Diving right in: Titans, coach try to raise level of youth swimming in Coweta
By DOUG GORMAN
Donna McCondichie hopes to become a great ambassador when it comes to youth swimming in Coweta County.
Through her dedication to coaching the Summit Family YMCA Titans, McCondichie is trying to pass on her years of knowledge and love of the sport to her swimmers, some of which are competing for the first time this summer through the West Georgia Swim Association.
The West Georgia Swim Association was started by Carrollton Bluefins head coach David Weeks five years ago as a way to promote swimming in a less competitive and more relaxed surrounding.
After starting with just 17 swimmers on the Sunset Hills team in Carrollton, the program has expanded to eight-club style neighborhood squads with more than 200.
Weeks says the West Georgia Swim Association has provided opportunities for children who might not yet be ready for more competitive settings in the Georgia Recreation and Parks Association or USA Swimming.
“We realized a couple of years ago that kids like to swim close to home,” he said. “It’s been something that parents have looked toward. I can walk into these events and none of the parents know who I am, and that’s a good thing because you want swimming to be grassroots. So many of these kids might not have got involved if it weren’t for their neighborhood pool.”
Some, like Coweta resident Maureen Lily, wind up sticking with the sport through their senior year of high school. Lily’s six-year-old daughter Catherine is in her first year of swimming with the Titans and won three events at Tuesday’s home meet, the 25-yard freestyle, backstroke and butterfly.
“I love the structure that it provides,” Maureen said. “It gives her that commitment to something, it gives her structure with the practices and it helps her build relationships with different people from different walks of life, and it is something everybody can be good at.”
Catherine is quickly proving good swimming is in the family genes and is already enjoying the new sport.
“It’s fun and I practice a lot,” she said with a big smile on her face.
Catherine isn’t alone. Most of her Titans teammates also enjoying spending time a the pool.
“I just like being in the water and how it feels and when you go against it,” said 7-year old Nolan Miyamura, who appears to have a bright future with the Titans. Last week, Miyamura was named the high-point winner at the Carrollton Invitational while capturing the 25 freestyle, breaststroke and butterfly.

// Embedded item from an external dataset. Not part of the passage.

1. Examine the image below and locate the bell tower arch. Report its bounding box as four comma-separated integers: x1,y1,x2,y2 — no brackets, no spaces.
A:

“It felt great to win,” he said.
Weeks only sees the WGSA continuing to grow.
“This is just an extension of the neighborhood pool,” he said. “Kids are always in the pool, and they are always racing each other to see who is the fastest to the other side. It’s fun to watch these swimmers of all abilities swim and compete with their buddies.”
Most swimmers already come to the Titans with some ability to get across the pool, but even if they can’t swim, there is still a place for them in the Y-pool.
“The good thing about being here at the YMCA is that we also have a lesson program,” McCondichie said. “So if someone comes to me not knowing how to swim, I usually recommend to them that they do the lesson program. So once they complete the lessons, they come to the team knowing how to do the freestyle, the backstroke and usually somewhat of a breaststroke,” she said.
Older swimmers have even more clear-cut goals for joining the Titans.
Anna Dean is following in her older brothers’ footsteps in East Coweta’s varsity program, and she is using her experience with the Titans to get better for the upcoming high school season.
“I am swimming for the Y-team because I want to improve my stroke technique, work on my turns, and to keep in shape,” she sad.
Dean won four events on Tuesday, but she says she especially likes the 50- and 100-freestyle, two events she won easily.
Ben Taylor, a Northgate High transfer, has plans to join the Vikings’ swim team and hopes competing during summer with the Titans will help with the transition to the high school ranks.
Taylor started swimming with his mom’s encouragement.
“She said I looked like a swimmer,” Taylor said. “I have been here for about a month, and I have met a lot of cool people”
With a little hard work, McCondichie says her swimmers always see their times improve. It was certainly the case in Tuesday’s meet when all 30 of the Titans swimmers turned in at least one personal best.
The Titans coach admits it’s up to each swimmer as to how much improvement they show.
“It all depends on just how much they come to practice,” she said “Some kids love it so much that they come every day. The more they come, the more endurance they have, and you see that improvement from week to week.”
McCondichie knows there will be opportunities for her swimmers to advance to more competitive meets.
“They want to see themselves excel. They will go to U.S. Swimming and the more competitive meets. We as a Y are working on becoming Y national, which is on the same level as U.S. Swimming, so there are going to be many opportunities,” she said.
The second-year coach has learned a lot over the past year.
“I know a little bit more about what I am doing. I was a first-time coach last year so, I was learning, the kids were learning, but I just get so much enjoyment out of seeing these kids get better and better,” she said.